Y acaba: “Hoy la discordia de las listas independentistas, las contradicciones de discurso, las acciones sin coordinación de unos y otros, LA LEJANÍA ENTRE LO QUE SE PROCLAMA Y LO QUE SE PODRÁ HACER, todo este retablo barroco lleva a una conclusión: EL RELATO DEL INDEPENDENTISMO (…) SE ESTÁ HACIENDO INCOMPRENSIBLE PARA SUS MISMOS PARTIDARIOS. El factor más atractivo del soberanismo era tener una buena historia, pero eso se está perdiendo”.

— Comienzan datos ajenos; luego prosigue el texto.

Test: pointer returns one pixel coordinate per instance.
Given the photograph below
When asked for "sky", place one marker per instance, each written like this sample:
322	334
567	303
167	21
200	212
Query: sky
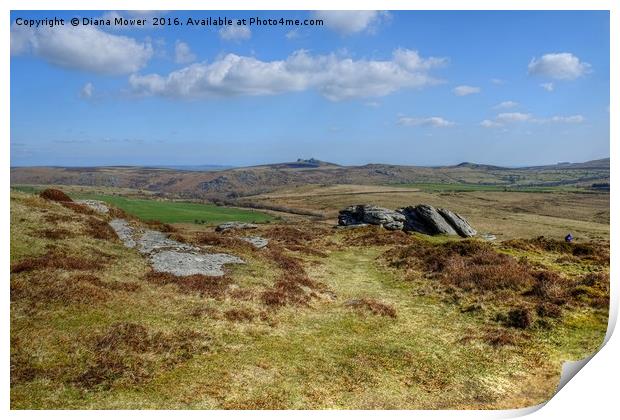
401	87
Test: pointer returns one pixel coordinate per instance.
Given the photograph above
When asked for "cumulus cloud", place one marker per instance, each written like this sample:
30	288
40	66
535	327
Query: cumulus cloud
347	22
506	118
235	33
506	105
183	53
547	86
560	66
424	121
490	124
464	90
335	77
571	119
82	48
87	91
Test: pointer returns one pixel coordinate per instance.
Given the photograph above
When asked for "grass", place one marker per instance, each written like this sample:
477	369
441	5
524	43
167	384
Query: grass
180	212
167	211
93	327
459	187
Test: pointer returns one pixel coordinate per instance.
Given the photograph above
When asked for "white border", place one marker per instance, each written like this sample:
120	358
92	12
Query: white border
593	393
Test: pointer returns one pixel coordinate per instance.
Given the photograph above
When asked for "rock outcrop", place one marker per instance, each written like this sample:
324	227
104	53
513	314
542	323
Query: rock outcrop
170	256
422	218
372	215
457	221
433	221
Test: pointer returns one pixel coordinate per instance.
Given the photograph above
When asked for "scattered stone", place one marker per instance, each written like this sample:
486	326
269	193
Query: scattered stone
354	226
187	263
235	225
98	206
256	241
459	224
169	256
53	194
153	240
124	232
355	215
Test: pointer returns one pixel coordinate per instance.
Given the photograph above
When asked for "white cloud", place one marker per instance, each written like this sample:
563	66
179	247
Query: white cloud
512	117
490	124
464	90
571	119
292	34
87	91
506	105
515	117
347	22
561	66
547	86
335	77
235	33
83	48
425	121
183	53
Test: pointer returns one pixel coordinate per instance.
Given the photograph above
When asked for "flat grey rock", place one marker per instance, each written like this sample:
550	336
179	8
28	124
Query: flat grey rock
413	222
373	215
433	220
256	241
170	256
153	240
459	224
124	232
187	264
353	226
98	206
235	225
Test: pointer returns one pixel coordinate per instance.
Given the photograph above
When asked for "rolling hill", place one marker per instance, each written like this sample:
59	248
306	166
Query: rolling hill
235	182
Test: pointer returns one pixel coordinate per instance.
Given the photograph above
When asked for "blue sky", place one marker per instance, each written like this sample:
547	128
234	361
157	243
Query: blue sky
421	88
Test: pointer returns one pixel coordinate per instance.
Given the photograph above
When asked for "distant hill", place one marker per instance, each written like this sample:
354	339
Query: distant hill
245	181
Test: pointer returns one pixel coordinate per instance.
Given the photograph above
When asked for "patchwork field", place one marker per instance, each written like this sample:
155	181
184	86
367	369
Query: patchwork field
320	318
505	214
166	211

En efecto. La DUI del 27-O y el 155 demostraron que la independencia era imposible (que Dios no existía). Luego la ventana de oportunidad brindada por el 21-D no se ha sabido ni gestionar ni aprovechar. Se ha querido hacer creer que todo sigue siendo posible (como si el Supremo pudiera desaparecer de un plumazo), que Dios todavía existía y han aumentado las divisiones. Y ahora, cuando va a hacer cinco meses de la DUI, ha llegado irremisiblemente el tiempo de la descreencia.

Pero Álvaro tiene razón. Más allá de que en Europa no se debe ni se puede obviar el Estado de derecho, falta un relato de España que guste a los dos millones de catalanes que han desconectado. En democracia, la ley debe respetarse, pero la transición de Adolfo Suárez, Felipe, Carrillo —e incluso Fraga— generó más empatía en Cataluña. E incluso supo cooptar a Josep Tarradellas, el presidente de la Generalitat elegido en el exilio, en pleno franquismo.

¿Fue más seductor Juan Carlos, al que Carrillo calificó de El Breve, que Felipe VI? Lo seguro es que Tarradellas tenía más cuajo que Puigdemont.